Walked back to the car. Patted my pocket for the keys. They were in my shorts in the car. Both sets. Locked in. After an initial stage of disbelief, we went down the hill again to Chuck and Kelly. We had cell phones which, even if they did work in that canyon would do us little good since we didn't have a phone book for the area or know who to call. But Chuck said they'd seen a coat hanger lying around we guessed someone had once used to roast marshmallows over a fire. The kids were excited to have something to do and be helpful, and one of them eventually found it. Mark and I tried with it for a while -- then Chuck wanted to try from the front door. My locks are coathanger proof, except for the fact that the rear driver's side lock sticks up higher than it should and there is a groove to latch onto. After about 5 minutes and a lot of luck and almost giving up, Chuck caught it and popped it up. It was getting dark. We thanked them profusely and started towards the cabin. but on the way down the one lane mountain road, two other vehicles were making their way up.
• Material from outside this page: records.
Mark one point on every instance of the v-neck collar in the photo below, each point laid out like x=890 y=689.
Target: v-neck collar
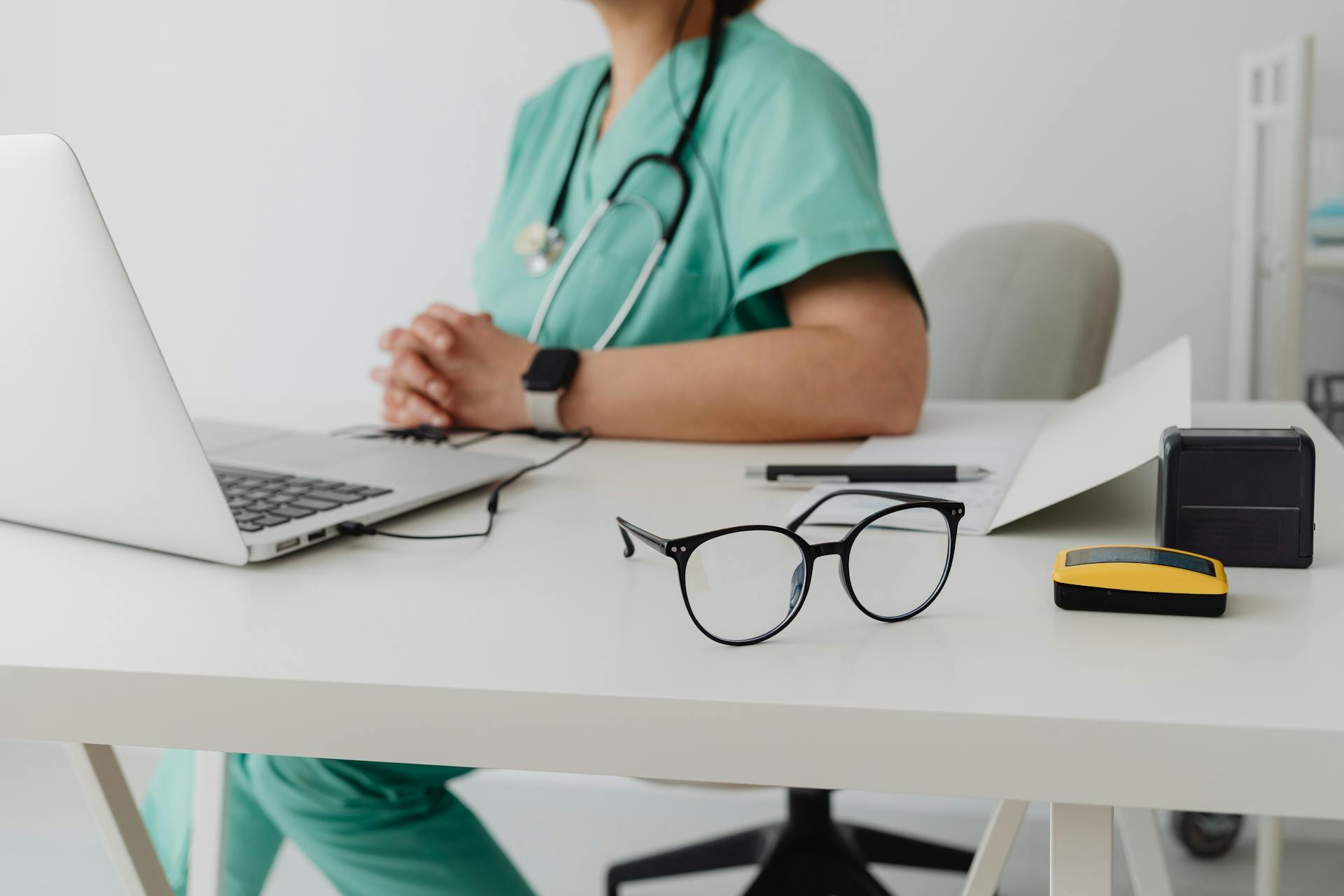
x=647 y=121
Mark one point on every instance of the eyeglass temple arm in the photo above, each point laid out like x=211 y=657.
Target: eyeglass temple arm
x=648 y=538
x=803 y=517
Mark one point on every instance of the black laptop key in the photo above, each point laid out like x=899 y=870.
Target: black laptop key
x=314 y=504
x=339 y=498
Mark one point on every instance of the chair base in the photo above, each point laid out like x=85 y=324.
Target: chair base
x=806 y=855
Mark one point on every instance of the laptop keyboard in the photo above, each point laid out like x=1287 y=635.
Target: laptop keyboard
x=261 y=500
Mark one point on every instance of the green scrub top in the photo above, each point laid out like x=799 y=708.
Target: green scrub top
x=784 y=178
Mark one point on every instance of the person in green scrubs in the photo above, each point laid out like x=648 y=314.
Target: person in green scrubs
x=781 y=311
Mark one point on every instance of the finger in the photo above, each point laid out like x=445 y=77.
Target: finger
x=401 y=340
x=433 y=332
x=454 y=317
x=414 y=371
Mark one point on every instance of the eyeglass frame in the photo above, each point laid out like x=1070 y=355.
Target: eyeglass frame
x=680 y=551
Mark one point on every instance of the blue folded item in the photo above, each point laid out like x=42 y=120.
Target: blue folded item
x=1326 y=223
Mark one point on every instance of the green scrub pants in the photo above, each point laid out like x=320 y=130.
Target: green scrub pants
x=374 y=828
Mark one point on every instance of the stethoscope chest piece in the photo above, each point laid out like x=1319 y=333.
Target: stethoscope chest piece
x=540 y=246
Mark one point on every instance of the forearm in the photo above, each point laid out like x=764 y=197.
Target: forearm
x=783 y=384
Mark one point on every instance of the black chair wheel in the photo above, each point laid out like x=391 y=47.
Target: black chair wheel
x=1206 y=834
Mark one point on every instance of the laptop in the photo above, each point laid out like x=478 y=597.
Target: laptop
x=96 y=440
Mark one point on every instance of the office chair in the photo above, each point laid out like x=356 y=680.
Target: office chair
x=1019 y=311
x=1016 y=311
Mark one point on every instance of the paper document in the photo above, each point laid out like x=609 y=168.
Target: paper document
x=1038 y=456
x=990 y=434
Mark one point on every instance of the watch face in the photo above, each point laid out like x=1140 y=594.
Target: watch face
x=552 y=370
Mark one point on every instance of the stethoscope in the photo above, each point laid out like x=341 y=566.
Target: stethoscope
x=542 y=245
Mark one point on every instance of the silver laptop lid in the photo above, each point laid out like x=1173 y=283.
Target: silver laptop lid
x=96 y=440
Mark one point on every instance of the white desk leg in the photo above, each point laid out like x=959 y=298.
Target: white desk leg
x=1079 y=849
x=1269 y=855
x=1144 y=852
x=992 y=853
x=207 y=828
x=118 y=820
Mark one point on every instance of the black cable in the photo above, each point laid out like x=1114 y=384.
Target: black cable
x=493 y=503
x=694 y=144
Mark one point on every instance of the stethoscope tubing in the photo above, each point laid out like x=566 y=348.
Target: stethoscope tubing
x=667 y=230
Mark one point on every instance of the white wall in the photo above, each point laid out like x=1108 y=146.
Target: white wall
x=286 y=179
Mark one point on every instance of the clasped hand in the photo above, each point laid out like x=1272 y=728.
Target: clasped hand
x=452 y=368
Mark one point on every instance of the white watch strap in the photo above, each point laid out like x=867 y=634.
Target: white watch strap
x=543 y=409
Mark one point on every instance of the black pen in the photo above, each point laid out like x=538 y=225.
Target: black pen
x=867 y=473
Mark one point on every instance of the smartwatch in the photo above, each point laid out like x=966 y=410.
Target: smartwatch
x=543 y=384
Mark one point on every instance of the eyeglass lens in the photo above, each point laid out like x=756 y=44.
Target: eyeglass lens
x=743 y=584
x=897 y=561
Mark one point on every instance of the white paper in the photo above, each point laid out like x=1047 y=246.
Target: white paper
x=1104 y=433
x=1037 y=456
x=990 y=434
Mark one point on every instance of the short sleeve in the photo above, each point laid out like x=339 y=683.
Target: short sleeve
x=800 y=188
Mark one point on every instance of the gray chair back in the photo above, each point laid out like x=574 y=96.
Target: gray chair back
x=1021 y=311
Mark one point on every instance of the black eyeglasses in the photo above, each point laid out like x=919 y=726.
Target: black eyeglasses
x=746 y=583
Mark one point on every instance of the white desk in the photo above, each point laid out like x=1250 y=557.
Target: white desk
x=543 y=648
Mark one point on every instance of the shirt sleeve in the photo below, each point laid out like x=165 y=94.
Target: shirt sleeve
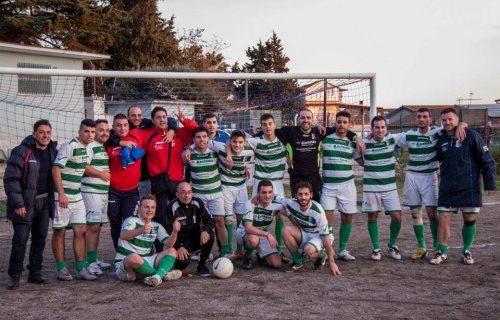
x=63 y=155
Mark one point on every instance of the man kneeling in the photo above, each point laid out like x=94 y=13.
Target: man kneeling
x=133 y=255
x=196 y=228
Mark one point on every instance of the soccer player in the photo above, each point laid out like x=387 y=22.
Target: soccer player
x=234 y=187
x=254 y=232
x=133 y=255
x=379 y=185
x=206 y=184
x=123 y=191
x=196 y=231
x=95 y=188
x=67 y=173
x=309 y=231
x=339 y=191
x=30 y=198
x=462 y=165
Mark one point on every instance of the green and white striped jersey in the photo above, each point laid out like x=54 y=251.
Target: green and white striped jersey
x=143 y=243
x=380 y=164
x=235 y=176
x=270 y=158
x=205 y=177
x=422 y=150
x=262 y=217
x=337 y=156
x=99 y=160
x=72 y=158
x=313 y=220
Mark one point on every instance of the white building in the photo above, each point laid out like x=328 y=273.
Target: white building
x=26 y=99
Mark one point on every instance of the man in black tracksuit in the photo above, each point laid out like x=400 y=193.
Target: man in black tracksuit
x=197 y=228
x=302 y=144
x=462 y=165
x=30 y=197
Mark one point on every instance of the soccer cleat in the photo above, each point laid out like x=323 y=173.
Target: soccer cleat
x=103 y=265
x=346 y=256
x=94 y=269
x=64 y=275
x=172 y=275
x=195 y=256
x=247 y=263
x=153 y=281
x=295 y=266
x=84 y=274
x=394 y=252
x=467 y=258
x=203 y=271
x=438 y=258
x=419 y=253
x=376 y=256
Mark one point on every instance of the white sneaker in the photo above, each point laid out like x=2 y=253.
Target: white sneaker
x=103 y=265
x=394 y=252
x=438 y=258
x=93 y=268
x=152 y=281
x=172 y=275
x=345 y=255
x=376 y=255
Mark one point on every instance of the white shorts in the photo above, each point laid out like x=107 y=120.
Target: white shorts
x=341 y=197
x=420 y=189
x=277 y=187
x=96 y=205
x=313 y=239
x=374 y=202
x=264 y=250
x=121 y=273
x=214 y=203
x=75 y=213
x=235 y=199
x=475 y=210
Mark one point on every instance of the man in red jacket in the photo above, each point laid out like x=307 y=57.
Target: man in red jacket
x=164 y=162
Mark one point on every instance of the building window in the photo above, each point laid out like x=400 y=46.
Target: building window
x=38 y=84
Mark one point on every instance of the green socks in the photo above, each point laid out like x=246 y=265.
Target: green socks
x=373 y=232
x=434 y=224
x=60 y=265
x=166 y=263
x=145 y=268
x=419 y=234
x=345 y=233
x=468 y=236
x=280 y=224
x=80 y=265
x=91 y=256
x=395 y=226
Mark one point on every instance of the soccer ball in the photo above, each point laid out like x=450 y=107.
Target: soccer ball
x=222 y=268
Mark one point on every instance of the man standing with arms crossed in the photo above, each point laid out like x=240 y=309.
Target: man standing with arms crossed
x=67 y=173
x=30 y=199
x=95 y=188
x=462 y=165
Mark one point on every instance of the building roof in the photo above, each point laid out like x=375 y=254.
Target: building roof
x=42 y=51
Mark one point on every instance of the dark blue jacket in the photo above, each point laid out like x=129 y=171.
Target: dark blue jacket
x=21 y=177
x=462 y=164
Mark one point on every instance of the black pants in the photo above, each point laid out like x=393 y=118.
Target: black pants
x=121 y=205
x=313 y=179
x=39 y=227
x=192 y=243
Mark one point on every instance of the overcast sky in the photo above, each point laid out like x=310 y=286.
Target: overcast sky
x=423 y=52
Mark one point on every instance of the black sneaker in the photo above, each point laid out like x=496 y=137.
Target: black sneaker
x=203 y=271
x=247 y=263
x=13 y=282
x=294 y=267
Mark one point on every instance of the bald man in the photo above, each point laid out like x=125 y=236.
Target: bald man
x=197 y=228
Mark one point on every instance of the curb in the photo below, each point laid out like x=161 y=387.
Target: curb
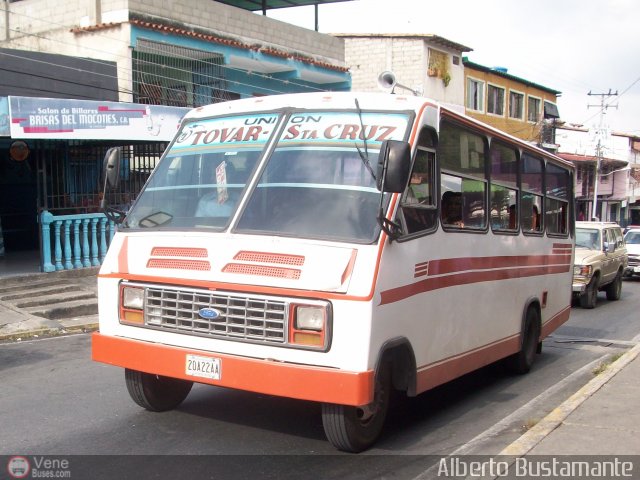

Managed to let them by, but then decided we needed to turn around and go back up and "reserve" our site by pitching our tents. So I backed up into a rocky area and made about a 5 point turn to keep from plunging down the canyon and we went back and did just that.
Then back to the cabin where we played music for a brief time and both went to bed exhausted. We slept with the windows and doors open, and could hear West Chicago Creek splashing 20 feet away all night long. Cool, beautiful night.